He also announced the formation of a committee to advise him on such
judicial appointments, which have greatly affected the legal status
of abortion in the United States.
The Washington Post reports that Senator McCain spoke on Tuesday
before a crowd of several hundred at Wake Forest University. He
decried what he called “the common and systematic abuse of our
federal courts by the people we entrust with judicial power.” The
Arizona senator also said that Chief Justice John G. Roberts, Jr.
and Justice Samuel A. Alito, Jr. “would serve as the model for my
own nominees, if that responsibility falls to me.”

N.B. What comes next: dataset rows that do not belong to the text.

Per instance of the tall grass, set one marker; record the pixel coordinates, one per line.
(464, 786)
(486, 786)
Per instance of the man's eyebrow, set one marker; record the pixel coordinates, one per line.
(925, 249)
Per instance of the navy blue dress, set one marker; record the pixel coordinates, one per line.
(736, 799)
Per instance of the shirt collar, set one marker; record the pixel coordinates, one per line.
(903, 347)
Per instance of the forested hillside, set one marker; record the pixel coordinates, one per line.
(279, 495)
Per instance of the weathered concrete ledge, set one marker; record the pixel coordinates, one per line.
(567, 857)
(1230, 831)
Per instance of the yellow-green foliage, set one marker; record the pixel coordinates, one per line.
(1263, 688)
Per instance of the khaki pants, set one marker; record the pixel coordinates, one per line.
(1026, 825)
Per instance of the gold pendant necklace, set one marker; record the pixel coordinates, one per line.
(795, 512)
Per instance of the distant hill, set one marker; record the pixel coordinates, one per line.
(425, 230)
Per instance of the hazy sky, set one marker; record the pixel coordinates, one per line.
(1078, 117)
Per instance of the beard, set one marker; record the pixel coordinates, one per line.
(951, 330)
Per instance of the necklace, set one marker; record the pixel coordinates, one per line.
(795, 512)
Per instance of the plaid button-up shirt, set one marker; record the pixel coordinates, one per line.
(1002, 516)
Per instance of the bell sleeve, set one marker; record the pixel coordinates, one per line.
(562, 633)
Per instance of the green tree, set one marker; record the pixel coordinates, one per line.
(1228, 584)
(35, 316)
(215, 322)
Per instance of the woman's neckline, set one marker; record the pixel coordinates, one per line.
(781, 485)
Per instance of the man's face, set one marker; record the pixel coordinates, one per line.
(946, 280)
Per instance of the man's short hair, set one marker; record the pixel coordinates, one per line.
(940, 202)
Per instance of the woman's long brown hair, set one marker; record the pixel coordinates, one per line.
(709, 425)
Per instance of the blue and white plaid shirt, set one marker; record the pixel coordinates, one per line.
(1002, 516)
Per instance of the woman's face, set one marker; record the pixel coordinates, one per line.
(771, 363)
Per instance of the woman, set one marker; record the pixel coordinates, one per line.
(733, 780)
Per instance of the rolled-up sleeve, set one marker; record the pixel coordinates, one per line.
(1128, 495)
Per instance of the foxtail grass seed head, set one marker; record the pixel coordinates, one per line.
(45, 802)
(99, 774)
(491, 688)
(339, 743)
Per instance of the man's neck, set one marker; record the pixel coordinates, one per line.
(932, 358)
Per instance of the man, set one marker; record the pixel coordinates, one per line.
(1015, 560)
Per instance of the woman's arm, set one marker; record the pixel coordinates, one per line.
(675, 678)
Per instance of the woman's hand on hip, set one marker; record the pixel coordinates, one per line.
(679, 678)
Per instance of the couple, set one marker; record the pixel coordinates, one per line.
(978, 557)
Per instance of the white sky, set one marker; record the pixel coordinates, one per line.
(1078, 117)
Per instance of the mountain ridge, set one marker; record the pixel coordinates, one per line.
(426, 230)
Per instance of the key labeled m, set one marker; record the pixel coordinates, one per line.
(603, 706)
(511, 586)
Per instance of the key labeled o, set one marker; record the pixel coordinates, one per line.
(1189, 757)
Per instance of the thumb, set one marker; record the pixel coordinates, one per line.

Both of the justices appointed by President Bush are believed to
oppose the 1973 Roe v. Wade Supreme Court decision that legalized
abortion nationwide. Some observers believe only one more Supreme
Court justice opposed to the decision must be appointed for Roe v.
Wade to be overturned.
The remaining Democratic presidential candidates, Senator Barack
Obama and Senator Hillary Clinton both opposed the nominations of
Roberts and Alito.
McCain zeroed-in on Senator Obama for voting against Justice
Roberts, saying the senator “went right along with the partisan
crowd.”
“Apparently nobody quite fits the bill except for an elite group of
activist judges, lawyers and law professors who think they know
wisdom when they see it -- and they see it only in each other," he
said, according to the Washington Post.
Obama spokesman Tommy Vietor responded to McCain’s attack, saying,
"Barack Obama has always believed that our courts should stand up
for social and economic justice, and what's truly elitist is to
appoint judges who will protect the powerful and leave ordinary
Americans to fend for themselves."
McCain said that he himself had voted for President Bill Clinton’s
two Supreme Court nominees because, he said, he believed they were
qualified.
Later on Tuesday, Senator McCain announced the formation of a
conservative-leaning Justice Advisory Committee, which he said will
advise him on judicial appointments if he wins the presidency. The
group will be chaired by former solicitor general Theodore B. Olson
and Kansas Senator Sam Brownback. Members of the committee include
Robert P. George, a Princeton University professor who is a member
of the President’s Council on Bioethics.
Besides legal abortion, a conservative change in the Supreme Court
could affect other court decisions involving discrimination, civil
liberties, private property, and other issues.